The door creaked sharply and got flung in a really brash manner, likely wearing out the nuts and bolts. Manuel came in.

"Drop it." He said with his index finger pointing fiercely to the ground. He aimlessly referred to whatever was in her hands. When Kate took a glance at Manuel's demeanor, she saw something else. She saw a pistol for a finger and gunpowder for breathe. So, she dropped it, quickly. And she moved away in the usual way her kind does - sheepishly, not shamelessly. It was as normal as a raindrop in a pond.

She knew he was mad at her for calling up Philip again. He had nothing personal against Philip but that his avant-garde services were not needed. Not for the budget that had to be created for it but the strain and disregard being alluded to his own tastes. Hiring him meant he knew best what to do with redesigning every bit of the house. Kate's thorough faith in Philip had unfixed Manuel. She had disavowed his savviness by calling Philip.

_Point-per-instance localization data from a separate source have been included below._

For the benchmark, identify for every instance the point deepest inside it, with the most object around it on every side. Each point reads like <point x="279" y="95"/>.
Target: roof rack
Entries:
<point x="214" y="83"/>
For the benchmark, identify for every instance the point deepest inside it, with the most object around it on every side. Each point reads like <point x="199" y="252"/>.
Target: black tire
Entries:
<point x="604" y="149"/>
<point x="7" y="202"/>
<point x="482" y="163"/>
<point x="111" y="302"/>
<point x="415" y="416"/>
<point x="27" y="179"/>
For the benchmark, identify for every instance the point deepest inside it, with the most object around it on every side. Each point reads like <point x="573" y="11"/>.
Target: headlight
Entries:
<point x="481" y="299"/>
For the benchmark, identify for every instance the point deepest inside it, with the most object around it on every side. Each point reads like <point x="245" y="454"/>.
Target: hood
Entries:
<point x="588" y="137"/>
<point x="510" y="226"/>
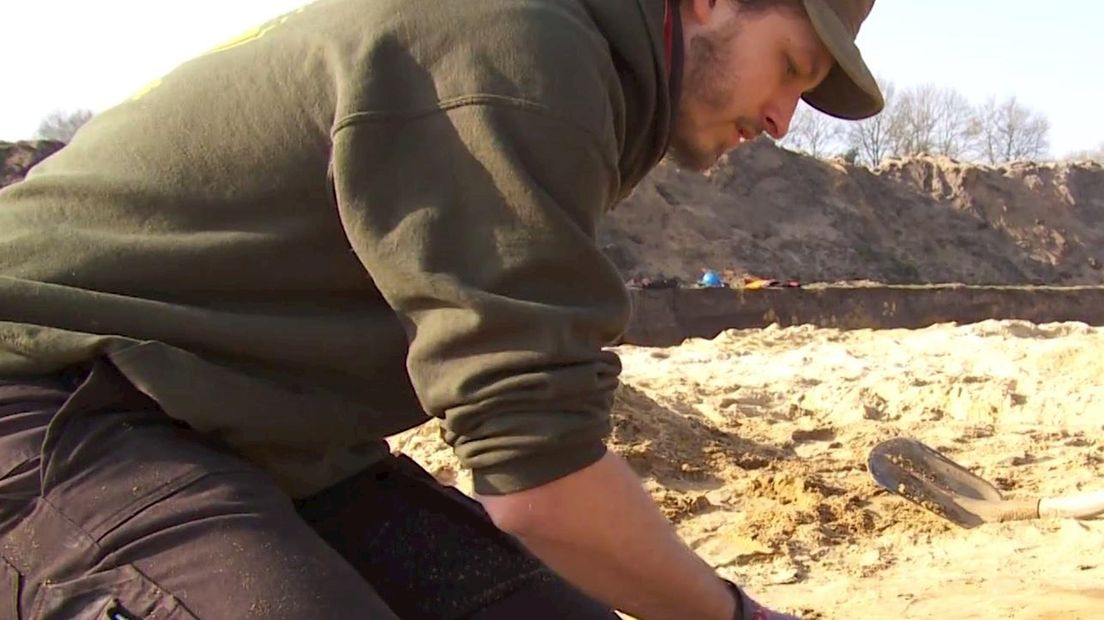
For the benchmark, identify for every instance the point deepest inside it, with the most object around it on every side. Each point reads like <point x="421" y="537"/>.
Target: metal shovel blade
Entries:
<point x="929" y="479"/>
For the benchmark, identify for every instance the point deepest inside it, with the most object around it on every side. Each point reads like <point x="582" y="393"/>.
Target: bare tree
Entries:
<point x="814" y="132"/>
<point x="914" y="120"/>
<point x="955" y="132"/>
<point x="62" y="126"/>
<point x="871" y="138"/>
<point x="1009" y="131"/>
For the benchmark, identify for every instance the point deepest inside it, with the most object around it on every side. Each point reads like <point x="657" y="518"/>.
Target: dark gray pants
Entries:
<point x="110" y="510"/>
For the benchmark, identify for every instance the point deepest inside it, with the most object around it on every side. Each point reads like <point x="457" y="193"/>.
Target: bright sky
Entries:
<point x="67" y="54"/>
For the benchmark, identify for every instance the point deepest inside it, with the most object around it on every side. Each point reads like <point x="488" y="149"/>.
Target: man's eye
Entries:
<point x="791" y="67"/>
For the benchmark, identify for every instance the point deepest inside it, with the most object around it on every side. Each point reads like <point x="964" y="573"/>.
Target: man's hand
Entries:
<point x="752" y="610"/>
<point x="601" y="531"/>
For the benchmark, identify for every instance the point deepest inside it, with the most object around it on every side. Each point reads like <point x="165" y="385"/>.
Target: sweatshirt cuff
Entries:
<point x="531" y="471"/>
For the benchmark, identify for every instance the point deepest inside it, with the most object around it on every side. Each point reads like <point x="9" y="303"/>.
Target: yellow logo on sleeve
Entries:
<point x="247" y="36"/>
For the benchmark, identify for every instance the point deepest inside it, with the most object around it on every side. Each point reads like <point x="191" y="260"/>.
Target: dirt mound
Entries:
<point x="18" y="158"/>
<point x="754" y="444"/>
<point x="771" y="212"/>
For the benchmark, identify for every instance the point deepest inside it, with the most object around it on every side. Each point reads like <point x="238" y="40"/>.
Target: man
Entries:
<point x="221" y="297"/>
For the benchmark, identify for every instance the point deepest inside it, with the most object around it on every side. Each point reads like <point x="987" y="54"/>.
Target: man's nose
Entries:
<point x="777" y="116"/>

When she left, he scratched his head, as if to uproot silliness off it. Nobody's inherently evil, he tried to tell himself, they just overstep --- or stand too still.

He stood infront of the bay window, tapping on the huge squares of glass where rainwater slid downwards, all the while triggered by impatient thoughts.

The TV whispered beneath these things; politicians holding a debate where they were meant to show their obsession with economic growth (in theory).

He had a long thought. And considered the folly that must've perpetuated right from that moment. Until when? --- he went after her. Quieting searching the entire house, because she didn't have any favorite spots.

She always thought of herself as only occasionally having a bloated sense of esteem. But he knew she was prideful. How would he justify the truce he sought. How could he --- he caught sight of a shadow reflected on the wall beside him.

She sits in a robe at the dining.

"I warn you," she says, "don't come close to me." He wonders how long she has sustained the rage, this fury, that madness.

"But darling," he draws near. She hates the soft approach he is trying to attempt. She hates it very badly. "Katie I... I am there for you." She feels like a wildling about to be tamed.

"It's been so long I last went for shopping. I realized. I need to get out." She leaps a chair and dashes into her room.